This is a summary of the University of Washington's experience migrating from Grouper 2.1 to Grouper 2.3. As you know the principal difficulty in this upgrade is the database conversion ( 26 to 30, to be exact). The present method parallels out previous conversion.
Some requirements of the upgrade
No interruption of service
Our group service (GWS), a RESTful API using Grouper's API as a back-end, is a core service at the UW. It is involved in a great many computer-computer and user-computer interactions---all day and night. We se about 200,000 - 300,000 queries per day, mid-quarter. More than that around the quarter breaks. Even during the night there are no hours with fewer than several thousand hits. Maybe 5% of these are updates.
Our REST API predates Grouper.
So a first requirement was that this service is not to be interrupted.
We took the opportunity to migrate to a new database on a new host: Postgres from 9.1 to 9.6.4.
Steps in the upgrade
There were quite a few API changes going from 2.1 to 2.3, especially relating to attributes. We have some axillary processes that query some of Grouper's tables and these needed to be updated as well. Fortunately, these could be debugged on trial versions of the 2.3 database.
This was the bigger problem. Although the documented conversion steps basically worked:
- One step of the conversion, updates of audit record keys, takes a full day. We have 40-50M audit records. We deferred this task.
- Removing bad memberships after the conversion also took a long time–8 hours. There were 250K of them. Possibly another time we might consider dropping some indexes during this part.. This time we just accepted the delay.
Use of independent, synchronized group systems
We used independent, synchronized group systems three years ago. It worked then and worked this time. Because our GWS service is RESTful the only things that need to be sent from one system to the other are resource representations. There are some difficulties to be solved before such a cluster could be put into general service, but even without those this method can provide an easy upgrade path:
- We have our existing group service (call it 'gws2') that uses Grouper 2.1 as a backend.
- Create a new group service (call it 'gws23') that uses Grouper 2.3 as a backend. This was first deployed on a separate host, but finally deployed on the production application hosts in a rolling upgrade.
- Set up an AWS FIFO message queue ('aws12') for sending updates from gws2 to gws23
- Set up an AWS FIFO message queue ('aws21') for sending updates from gws23 to gws2. This part allows us to roll back the migration.
- Start the aws12 sender. This will save all updates in the WAS queue. Lifetime there is 4 days. Should be more than enough.
- Dump the gws2 database and load it into gws23.
- Run the conversion scripts and the bad membership remover. This took a couple of days. It could have been one very long day, but I wanted to watch some of it run and also sleep at night.

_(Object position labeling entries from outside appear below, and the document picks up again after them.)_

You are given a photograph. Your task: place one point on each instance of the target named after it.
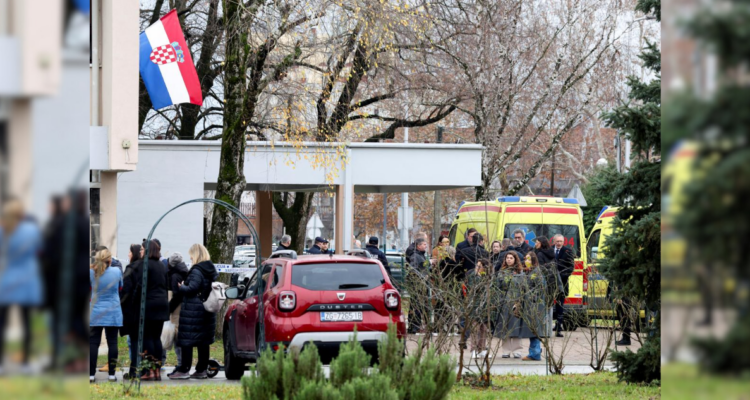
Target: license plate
(340, 316)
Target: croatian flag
(166, 66)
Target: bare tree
(526, 70)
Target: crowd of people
(521, 276)
(174, 293)
(37, 266)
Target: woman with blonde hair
(106, 313)
(197, 326)
(509, 326)
(20, 280)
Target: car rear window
(344, 276)
(569, 232)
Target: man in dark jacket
(418, 258)
(468, 240)
(468, 256)
(156, 310)
(420, 264)
(507, 247)
(284, 243)
(372, 247)
(519, 243)
(197, 326)
(317, 248)
(176, 273)
(564, 260)
(410, 250)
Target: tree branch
(390, 132)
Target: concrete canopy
(170, 172)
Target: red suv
(315, 298)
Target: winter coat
(512, 288)
(565, 262)
(20, 279)
(117, 264)
(501, 257)
(496, 260)
(480, 288)
(537, 303)
(524, 248)
(375, 251)
(469, 255)
(419, 261)
(157, 303)
(176, 274)
(105, 298)
(197, 326)
(450, 271)
(545, 256)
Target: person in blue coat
(20, 280)
(106, 314)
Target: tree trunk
(231, 181)
(295, 217)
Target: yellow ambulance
(536, 216)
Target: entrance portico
(170, 172)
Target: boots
(150, 375)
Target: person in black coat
(176, 273)
(519, 243)
(197, 326)
(468, 256)
(564, 260)
(467, 241)
(544, 251)
(157, 308)
(372, 247)
(409, 252)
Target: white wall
(170, 172)
(60, 126)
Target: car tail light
(287, 301)
(391, 299)
(585, 280)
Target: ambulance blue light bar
(601, 212)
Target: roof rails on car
(284, 254)
(359, 253)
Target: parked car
(310, 300)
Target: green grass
(106, 391)
(599, 386)
(123, 358)
(47, 388)
(685, 381)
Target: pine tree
(633, 254)
(598, 193)
(716, 223)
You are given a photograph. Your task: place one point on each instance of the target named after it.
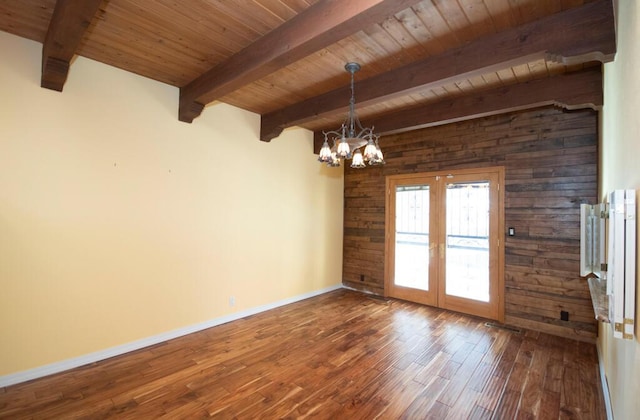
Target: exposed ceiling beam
(69, 21)
(586, 33)
(582, 89)
(323, 24)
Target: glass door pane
(467, 240)
(412, 237)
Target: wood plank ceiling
(423, 62)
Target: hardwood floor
(342, 355)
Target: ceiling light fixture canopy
(347, 141)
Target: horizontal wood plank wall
(551, 162)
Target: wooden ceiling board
(176, 42)
(28, 19)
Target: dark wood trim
(576, 90)
(319, 26)
(578, 35)
(70, 20)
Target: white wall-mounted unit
(621, 262)
(592, 239)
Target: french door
(442, 240)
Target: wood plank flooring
(341, 355)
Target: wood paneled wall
(551, 162)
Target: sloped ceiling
(423, 62)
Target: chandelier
(347, 142)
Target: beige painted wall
(621, 170)
(118, 222)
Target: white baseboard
(63, 365)
(605, 384)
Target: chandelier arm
(346, 142)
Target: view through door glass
(467, 252)
(443, 246)
(412, 237)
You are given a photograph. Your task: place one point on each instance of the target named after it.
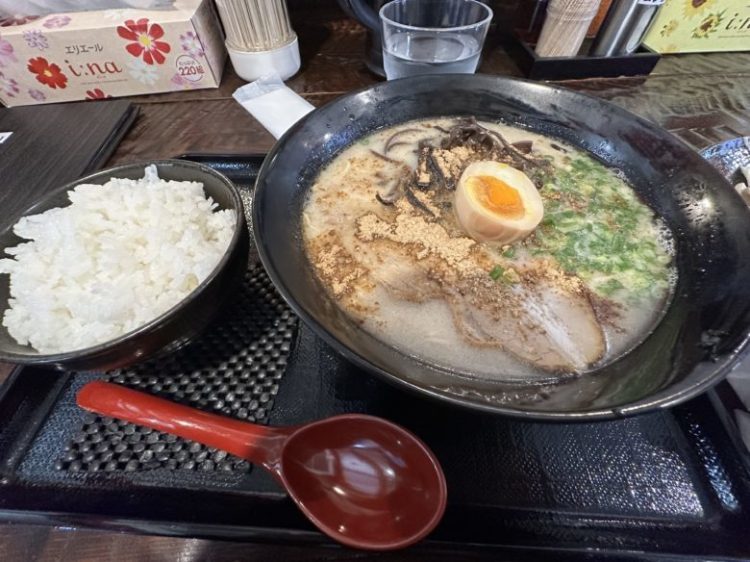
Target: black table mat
(671, 482)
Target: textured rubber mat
(233, 369)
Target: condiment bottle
(625, 26)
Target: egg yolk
(497, 196)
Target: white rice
(116, 258)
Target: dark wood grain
(701, 98)
(49, 147)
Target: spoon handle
(255, 443)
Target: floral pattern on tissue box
(99, 55)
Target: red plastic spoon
(363, 481)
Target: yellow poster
(694, 26)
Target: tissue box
(694, 26)
(111, 53)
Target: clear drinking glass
(433, 36)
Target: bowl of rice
(120, 265)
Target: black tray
(639, 63)
(672, 482)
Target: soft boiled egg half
(497, 203)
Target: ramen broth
(586, 286)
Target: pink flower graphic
(8, 86)
(145, 40)
(57, 21)
(35, 39)
(181, 83)
(191, 44)
(6, 53)
(38, 95)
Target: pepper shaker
(624, 27)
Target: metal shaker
(624, 27)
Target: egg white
(483, 224)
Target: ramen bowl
(703, 331)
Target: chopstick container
(260, 39)
(565, 27)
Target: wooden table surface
(701, 98)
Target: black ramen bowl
(701, 335)
(174, 328)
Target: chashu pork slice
(546, 325)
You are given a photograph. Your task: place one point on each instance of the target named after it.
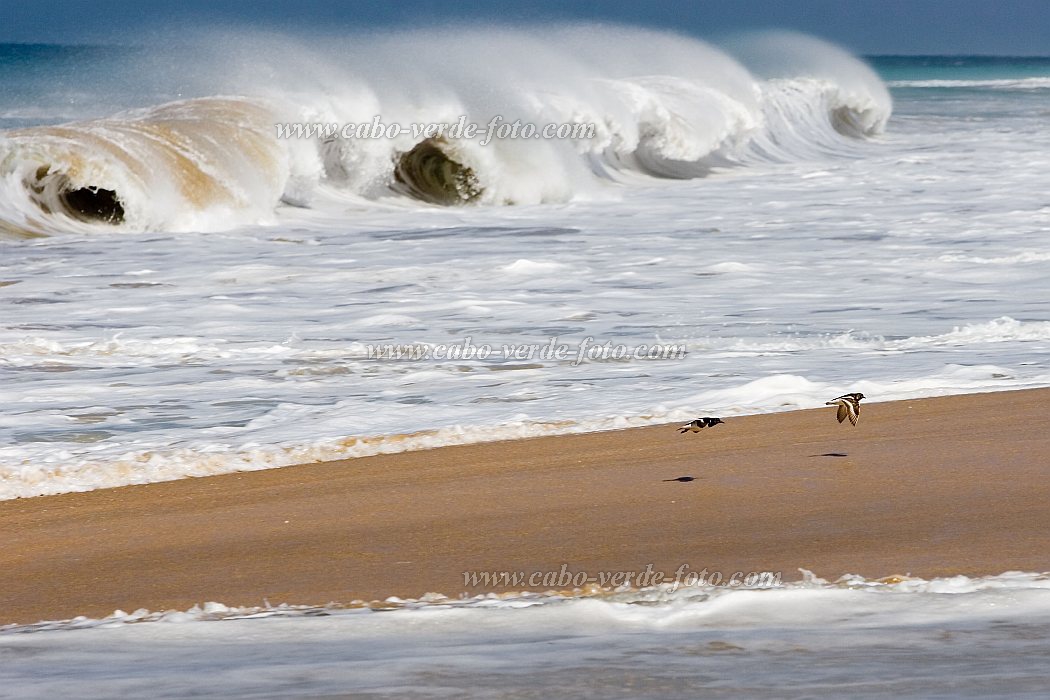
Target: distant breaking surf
(663, 105)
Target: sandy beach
(928, 487)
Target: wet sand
(957, 485)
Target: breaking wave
(662, 105)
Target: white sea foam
(662, 104)
(809, 259)
(910, 637)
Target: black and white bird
(848, 406)
(699, 424)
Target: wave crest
(662, 105)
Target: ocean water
(945, 638)
(184, 293)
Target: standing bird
(848, 406)
(699, 424)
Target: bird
(848, 406)
(699, 424)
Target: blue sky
(1017, 27)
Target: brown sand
(928, 487)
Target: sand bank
(927, 487)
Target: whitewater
(186, 294)
(953, 637)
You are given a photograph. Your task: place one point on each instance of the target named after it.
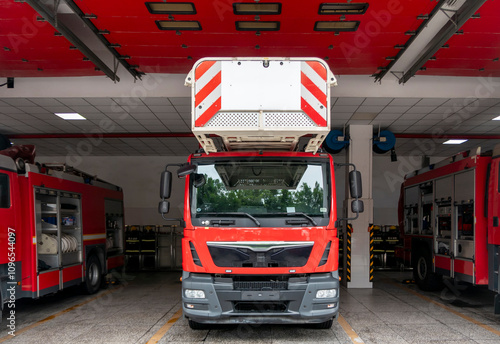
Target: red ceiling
(474, 50)
(29, 48)
(131, 25)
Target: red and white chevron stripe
(207, 91)
(313, 91)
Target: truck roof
(260, 103)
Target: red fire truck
(448, 216)
(58, 227)
(260, 240)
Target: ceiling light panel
(171, 7)
(178, 25)
(454, 142)
(70, 116)
(342, 8)
(257, 8)
(336, 26)
(257, 25)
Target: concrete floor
(147, 303)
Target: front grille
(260, 285)
(261, 307)
(253, 256)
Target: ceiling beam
(51, 17)
(98, 135)
(184, 134)
(450, 28)
(74, 7)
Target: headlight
(326, 293)
(194, 294)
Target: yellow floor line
(164, 329)
(349, 331)
(53, 316)
(463, 316)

- Run the aws12 receiver to bring the gws23 database up to date with gws2. At this point there were a little over 3000 messages in the queue.
- Start the aws21 receiver to copy updates on the new system to the old.
- Switch two of the four application hosts to the new database (gws23) and switch DNS from the old to the new. This puts users on the new service, while keeping the old service up-to-date in case of any need to roll back.
- Upgrade the other two hosts.
- At this point users are on the new service with the upgraded database and never lost so much as a connection.
Our upgrade pretty much went as planned.
The cluster approach shows promise as a means to a very scalable and resilient groups service. We'll be looking into this.